Sabahattin'den sonraki yolculuklarda şampanya içerek yola çıkardık; çok da eğlendiğimiz olurdu. Aksilikler bile eninde sonunda bir eğlenceye dönüşürdü. Örneğin, bir defasında, Hürriyet'in ambarındaki kasada koruduğumuz buzlar tümüyle erimişti. O sıcaklarda soğuk bir şeyler içememek felaketine uğramıştık. Bizler ah vah ederken, geceleyeceğimiz koya, kaptanı yaşlıca bir Fransız olan yat demir attı. O lüks yatta bir buzdolabı, dolayısıyla bol buz bulunacağı besbelliydi. Gelgelelim o somurtkan Fransızın bizi tersleyip buz falan vermeye yanaşmaması olasılığı da vardı. Bunun üzerine, herifi yola getirebilecek bir hile düşündük: O sırda on yedi yaşında bir afet olan Tuvana'ya en küçük bikinisini giydirdik; saçlarını özenle taradık. Kız öyle güzeldi ki, yüzüne makyaj yapmaya gerek yoktu. Bu hazırlıklar sırasında, Ayla çevremizde dolanıyor, ''utanmıyorsunuz! Kızımı sömürmeye, cinsel bir obje haline sokmaya, o Fransızı tavlamak için yem olarakkullanmay hakkınız yok!'' diye söylenip duruyordu. Ama buzsuzluk sorunu gözümüzü döndürmüş, ahlak filan bırakmamıştı bizlerde. Zavallı Tuvana'ya, ''sen hiç konuşma diye'' tembih ederek, onu teknenin sandalına bindirdik. Yanına da Fransızca bilen ve ağzı iyi laf yapan birini koyduk, komşu tekneye gönderdik.

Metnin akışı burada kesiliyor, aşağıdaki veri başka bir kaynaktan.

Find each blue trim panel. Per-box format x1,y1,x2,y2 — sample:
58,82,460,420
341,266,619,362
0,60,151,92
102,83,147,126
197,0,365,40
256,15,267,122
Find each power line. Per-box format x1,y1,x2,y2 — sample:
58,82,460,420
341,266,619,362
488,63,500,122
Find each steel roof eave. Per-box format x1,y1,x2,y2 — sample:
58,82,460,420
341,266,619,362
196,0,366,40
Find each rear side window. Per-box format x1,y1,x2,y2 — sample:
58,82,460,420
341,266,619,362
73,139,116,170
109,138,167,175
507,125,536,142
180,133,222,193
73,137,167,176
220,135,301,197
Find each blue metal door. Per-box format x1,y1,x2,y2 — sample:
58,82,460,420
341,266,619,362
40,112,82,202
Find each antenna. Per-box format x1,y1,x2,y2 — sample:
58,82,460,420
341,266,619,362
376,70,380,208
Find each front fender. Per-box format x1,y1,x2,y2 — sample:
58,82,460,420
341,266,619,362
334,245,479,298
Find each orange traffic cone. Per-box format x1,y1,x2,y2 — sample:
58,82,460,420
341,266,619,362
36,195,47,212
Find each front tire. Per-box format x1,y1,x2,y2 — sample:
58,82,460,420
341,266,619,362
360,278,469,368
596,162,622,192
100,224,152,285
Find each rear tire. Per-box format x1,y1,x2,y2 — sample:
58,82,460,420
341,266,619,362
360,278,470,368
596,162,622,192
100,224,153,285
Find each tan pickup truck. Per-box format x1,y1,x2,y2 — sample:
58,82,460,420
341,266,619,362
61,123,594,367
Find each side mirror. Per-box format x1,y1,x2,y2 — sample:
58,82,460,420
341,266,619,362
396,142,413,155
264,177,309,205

Yaşlı Fransız bir kurtmuş meğer; hileyi hemen anladı. Kötü kötü sırıtarak buzları bir naylon torbaya doldururken, gözlerini Tuvana'ya dikti. ''Bu deyiş tokuşta kızı bana vermeyecek misiniz yoksa?'' diye sorup, bizleri rezil etmeye kalktı. Ne var ki, o gece içkilerimizi soğuk içebildiğimiz için, söylediğine pek aldırmadık.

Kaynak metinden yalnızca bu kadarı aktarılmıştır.